牧田くんの話。

お昼ご飯時なので、シェフの話を一つ。

牧田くんは、岐阜県の中津川出身で、どっかのホテルのシェフをやっていた。

日本料理をメインに、和・洋をやっていたらしい。そこのコック長なので、偉いかと思いきや、とんでもない。

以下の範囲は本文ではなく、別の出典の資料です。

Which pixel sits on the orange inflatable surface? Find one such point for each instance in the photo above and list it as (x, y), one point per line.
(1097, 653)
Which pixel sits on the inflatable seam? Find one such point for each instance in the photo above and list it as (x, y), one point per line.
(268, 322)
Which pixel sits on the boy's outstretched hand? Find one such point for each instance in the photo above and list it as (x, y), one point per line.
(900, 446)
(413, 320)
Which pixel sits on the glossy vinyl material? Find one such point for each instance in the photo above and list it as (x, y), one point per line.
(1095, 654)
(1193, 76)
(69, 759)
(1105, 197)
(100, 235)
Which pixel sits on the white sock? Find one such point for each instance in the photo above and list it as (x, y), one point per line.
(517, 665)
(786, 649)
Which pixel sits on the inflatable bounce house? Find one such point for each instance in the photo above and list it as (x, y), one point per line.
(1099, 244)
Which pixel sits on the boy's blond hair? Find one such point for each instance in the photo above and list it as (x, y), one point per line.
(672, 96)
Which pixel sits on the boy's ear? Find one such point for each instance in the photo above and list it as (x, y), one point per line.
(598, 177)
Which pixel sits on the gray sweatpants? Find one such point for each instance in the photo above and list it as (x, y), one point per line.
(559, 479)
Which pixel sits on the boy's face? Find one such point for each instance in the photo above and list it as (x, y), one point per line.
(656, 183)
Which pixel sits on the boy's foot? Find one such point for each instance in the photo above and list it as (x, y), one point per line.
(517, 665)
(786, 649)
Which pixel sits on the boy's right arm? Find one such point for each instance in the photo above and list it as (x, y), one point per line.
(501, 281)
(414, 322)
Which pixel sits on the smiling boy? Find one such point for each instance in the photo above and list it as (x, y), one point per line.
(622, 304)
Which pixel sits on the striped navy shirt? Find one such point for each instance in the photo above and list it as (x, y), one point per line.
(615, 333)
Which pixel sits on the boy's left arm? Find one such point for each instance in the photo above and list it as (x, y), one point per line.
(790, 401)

若手は早く帰してでも、自分は最後まで残って、キッチン場所の清掃、道具類の清掃、火の元の管理をして厨房を閉めて、やっと帰宅。

そうして、少しづつ、若手の料理人に仕事を任せるのだけども、やっぱり磨き残しが気になるらしく、結局は、自分がやらなければならないので、それなら、最初から全部自分でやった方がいいと言っていた。

まあ、しかしながら、そういった料理人の夢は、最終的には、自分のお店を持つことである。

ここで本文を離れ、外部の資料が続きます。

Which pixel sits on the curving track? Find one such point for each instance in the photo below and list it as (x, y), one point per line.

なんの因果かわからないが、東京の人からは、悪名高き、錦三丁目(通称、錦三)の中の、シャインシグマビルの地下に居抜きの店を買って、『食厨房HARU』という店を始めた。

そこのオムカレーは美味しかった。

自慢は、うちのオムライスは卵3個使ってるからねぇと言っていた。

名古屋市緑区に居を構えて、桜通り線に乗って久屋大通までやってくる。

しかし、やっぱり、錦は夜の街。

家賃も高いし、客の要求も高い。

大して味もわからないのに、ワインの高いヤツをくれだの、あれ作れ、これはないのか?、他のフレンチの店では、こんなの出すぞ、と言い出す始末。

そうしたお客は、景気が悪くなると、来なくなる。

だから、そういった客は断った方が良いと言ってみたが、仕方がない。個人経営なので、家賃分以上に稼がなければならなかった。

そうして、最終的には、開店当初の夢とは、異なる店になってしまって、何が売りもんなのかわからなくなって、お客の注文に合わせて、できるもんはなんでも作りますスタイルになってしまった。

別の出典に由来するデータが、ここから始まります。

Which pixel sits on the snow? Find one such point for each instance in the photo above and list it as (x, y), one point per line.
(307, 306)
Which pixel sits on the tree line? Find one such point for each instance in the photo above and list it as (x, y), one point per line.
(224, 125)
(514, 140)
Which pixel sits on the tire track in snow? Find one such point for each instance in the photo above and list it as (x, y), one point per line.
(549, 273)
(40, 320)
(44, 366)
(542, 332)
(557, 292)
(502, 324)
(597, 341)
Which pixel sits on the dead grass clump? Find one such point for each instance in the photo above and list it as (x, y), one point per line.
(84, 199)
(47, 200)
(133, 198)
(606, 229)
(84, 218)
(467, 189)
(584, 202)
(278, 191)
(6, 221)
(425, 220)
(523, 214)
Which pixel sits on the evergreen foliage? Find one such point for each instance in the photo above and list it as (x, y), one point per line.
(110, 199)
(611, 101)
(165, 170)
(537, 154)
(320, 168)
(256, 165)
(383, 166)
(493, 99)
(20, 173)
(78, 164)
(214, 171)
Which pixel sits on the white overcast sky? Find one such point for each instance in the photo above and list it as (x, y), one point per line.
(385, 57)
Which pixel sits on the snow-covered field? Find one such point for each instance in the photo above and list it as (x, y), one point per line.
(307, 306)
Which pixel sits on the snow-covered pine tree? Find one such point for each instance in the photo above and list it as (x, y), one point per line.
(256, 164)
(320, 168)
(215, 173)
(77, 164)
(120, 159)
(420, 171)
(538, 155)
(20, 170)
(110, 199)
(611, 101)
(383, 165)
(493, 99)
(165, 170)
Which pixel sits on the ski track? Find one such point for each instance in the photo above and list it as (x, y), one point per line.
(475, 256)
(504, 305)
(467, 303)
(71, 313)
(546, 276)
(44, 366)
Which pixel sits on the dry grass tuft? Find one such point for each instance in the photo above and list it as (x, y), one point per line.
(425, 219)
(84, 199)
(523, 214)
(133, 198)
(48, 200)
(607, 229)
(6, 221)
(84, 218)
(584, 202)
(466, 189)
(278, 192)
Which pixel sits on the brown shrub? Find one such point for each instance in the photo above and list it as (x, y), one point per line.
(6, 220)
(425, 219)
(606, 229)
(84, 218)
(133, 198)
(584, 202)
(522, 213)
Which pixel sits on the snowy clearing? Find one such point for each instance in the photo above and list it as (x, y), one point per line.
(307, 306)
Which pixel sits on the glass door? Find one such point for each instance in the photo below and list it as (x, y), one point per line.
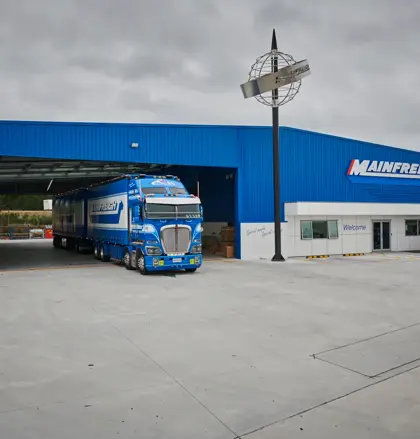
(381, 235)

僕は、ワインは苦手なのだが、海鮮サラダとペンネアラビアータと、あそこのオムカレーが時折食べたくなる。

お酒も大盤振る舞いで、常連客にはサービスしてくれた。休む時には、少しの時間で休息が取れるようにと、カーテン越しに吸ってた煙草は、缶に入ったピースの両切り。通称缶ピーだ。これほ、短いので短時間ですぐ吸ってしまえるので、お客さんが来たら、腰を上げてサッと煙草の火を揉み消して、「いらっしゃい」と声をかけられるので、お寿司屋さんなどでも重宝がられる。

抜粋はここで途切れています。